Publication year - 2018
Publication title -
journal of tissue engineering and regenerative medicine
Language(s) - English
Resource type - Journals
SCImago Journal Rank - 0.835
H-Index - 72
eISSN - 1932-7005
pISSN - 1932-6254
DOI - 10.1002/term.2465
Subject(s) - self healing hydrogels , decellularization , chondrogenesis , extracellular matrix , gelatin , cartilage , chemistry , tissue engineering , biomedical engineering , aggrecan , materials science , anatomy , pathology , osteoarthritis , polymer chemistry , articular cartilage , biochemistry , medicine , alternative medicine
Tissue engineering using adult mesenchymal stem cells (MSCs), a promising approach for cartilage repair, is highly dependent on the nature of the matrix scaffold.

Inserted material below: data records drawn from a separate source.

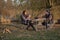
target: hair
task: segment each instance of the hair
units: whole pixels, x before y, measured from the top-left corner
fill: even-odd
[[[25,15],[25,12],[26,12],[26,10],[24,10],[22,14]]]

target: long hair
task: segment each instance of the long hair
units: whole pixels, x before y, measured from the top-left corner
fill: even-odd
[[[25,12],[26,12],[26,10],[24,10],[24,11],[22,12],[22,14],[25,15]]]

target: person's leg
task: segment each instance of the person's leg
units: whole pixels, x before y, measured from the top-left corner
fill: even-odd
[[[33,26],[32,21],[30,21],[30,22],[29,22],[29,25],[33,28],[33,30],[35,30],[35,31],[36,31],[35,27]]]

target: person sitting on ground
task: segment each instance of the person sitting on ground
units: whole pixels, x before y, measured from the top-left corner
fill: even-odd
[[[27,25],[27,30],[28,28],[31,26],[33,28],[33,30],[36,31],[35,27],[33,26],[32,20],[31,20],[31,15],[29,15],[26,10],[23,11],[23,13],[21,14],[21,22],[23,24]]]

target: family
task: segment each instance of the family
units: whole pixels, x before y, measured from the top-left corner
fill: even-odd
[[[21,23],[24,25],[27,25],[26,30],[28,30],[29,27],[32,27],[34,31],[36,31],[34,27],[34,23],[32,22],[31,15],[24,10],[21,14]],[[45,18],[45,20],[42,22],[42,25],[46,26],[46,29],[49,27],[48,24],[53,23],[53,15],[50,13],[49,9],[46,9],[45,15],[43,15],[42,18]]]

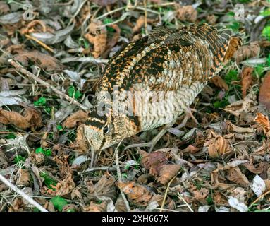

Thermoresponsive, photocrosslinkable hydrogels were fabricated by functionalizing pepsin‐soluble decellularized tendon and cartilage extracellular matrices (ECM) with methacrylate groups. Methacrylated gelatin hydrogels served as controls. When seeded with human bone marrow MSCs and cultured in chondrogenic medium, methacrylated ECM hydrogels experienced less cell‐mediated contraction, as compared against non‐methacrylated ECM hydrogels. However, methacrylation slowed or diminished chondrogenic differentiation of seeded MSCs, as determined through analyses of gene expression, biochemical composition and histology. In particular, methacrylated cartilage hydrogels supported minimal due to chondrogenesis over 42 weeks, as hydrogel disintegration beginning at day 14 presumably compromised cell–matrix interactions. As compared against methacrylated gelatin hydrogels, MSCs cultured in non‐methacrylated ECM hydrogels exhibited comparable expression of chondrogenic genes (Sox9, Aggrecan and collagen type II) but increased collagen type I expression. Non‐methacrylated cartilage hydrogels did not promote chondrogenesis to a greater extent than either non‐methacrylated or methacrylated tendon hydrogels. Whereas methacrylated gelatin hydrogels supported relatively homogeneous increases in proteoglycan and collagen type II deposition throughout the construct over 42 days, ECM hydrogels possessed greater heterogeneity of staining intensity and construct morphology. These results do not support the utility of pepsin‐solubilized cartilage and tendon hydrogels for cartilage tissue engineering over methacrylated gelatin hydrogels. Methacrylation of tendon and cartilage ECM hydrogels permits thermal‐ and light‐induced polymerization but compromises chondrogenic differentiation of seeded MSCs.